'White space' could expand Internet access

Wichita,KS (11-08-2008)

From The Wichita Eagle

A federal decision to allow Internet providers to use the space between television channels could help roll out wireless broadband to rural areas of Kansas -- and provide "Wi-Fi on steroids" in cities -- within the next couple of years.

Or, critics of the decision say, it could interfere with broadcast television signals in a time of widespread confusion as the nation switches to digital TV.

At issue is the so-called "white space" in the television broadcast spectrum -- mostly unused wavelengths that lie between the channel numbers.

The Federal Communications Commission decided this week to open the white space, at the urging of a coalition of companies led by Microsoft and Google.

The companies say it could help bring high-speed Internet service to rural America and provide much bigger and faster Wi-Fi "hot spots" in urban settings.

The new frequencies could serve smart phones, digital music and video players, laptop computers and even yet-to-be-invented devices such as "smart house" controllers, supporters say.

The FCC said its order will "allow for the use of these new and innovative types of unlicensed devices in the unused spectrum, to provide broadband data and other services for consumers and businesses."

The University of Kansas Information and Telecommunication Technology Center performed some of the research to determine whether data services could be sandwiched between TV channels without harming the TV picture.

The center's 2007 research report said that probably won't be much of a problem.
Broadcast television signals will be much more powerful than the data signals.

Plus, the new devices are designed to scan through frequencies and use only the empty space, said Dan DePardo, a KU research engineer who worked on the project.

Because they run on high frequencies, current Wi-Fi networks operate at short range and don't do well through walls and other obstacles, DePardo said.

The big advantage of using the TV band is that it operates at lower frequencies.
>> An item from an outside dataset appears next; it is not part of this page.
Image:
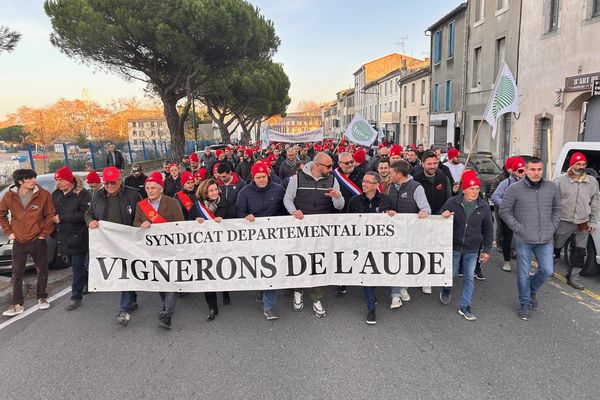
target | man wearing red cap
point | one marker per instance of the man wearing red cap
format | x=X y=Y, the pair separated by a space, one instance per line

That could allow for indoor-outdoor Wi-Fi coverage over a broad geographic area, DePardo said.

He said that could be a godsend for places such as western Kansas, where towns are small and widely separated and it's not economical to provide traditional landline broadband service.

"There's a lot of white space out there" in rural Kansas, he said. "There's a low population density and a low number of television stations."

Now that the FCC has approved, people could start seeing white-space access devices on the market in the next two years or sooner, DePardo said.

Microsoft chairman Bill Gates and Google founders Sergey Brin and Larry Page lobbied FCC commissioners on the airwave issue, saying it could unleash a wave of innovation in wireless technology.

Consumer groups have weighed in as well, saying white-space devices could provide needed competition to telecommunications giants such as AT&T and Verizon.

But a wide and varied group of critics, including broadcast executives, Broadway producers, the Walt Disney Co. and even country-and-western legend Dolly Parton warn that the use of white-space devices could interfere with broadcast channels and wireless microphones used for sermons, university lectures and live performances.

Kent Cornish, executive director of the Kansas Association of Broadcasters, said the FCC rushed to judgment on white space by giving broadcasters less than a month to evaluate a 400-page feasibility report.

"I understand these devices are going to... take Microsoft and Google to the next generation of Wi-Fi," Cornish said.

But "what's the rush?" he asked, noting that the switchover to all-digital broadcasting will take place Feb. 17.

While the FCC has made clear that it won't tolerate television interference from the new devices, "Would you even begin to take the chance that something will happen when people are going to be confused (by the digital switchover) anyway?" he said.

Devices to tap into white space will have to be thoroughly tested before they can be marketed, the FCC said in its statement.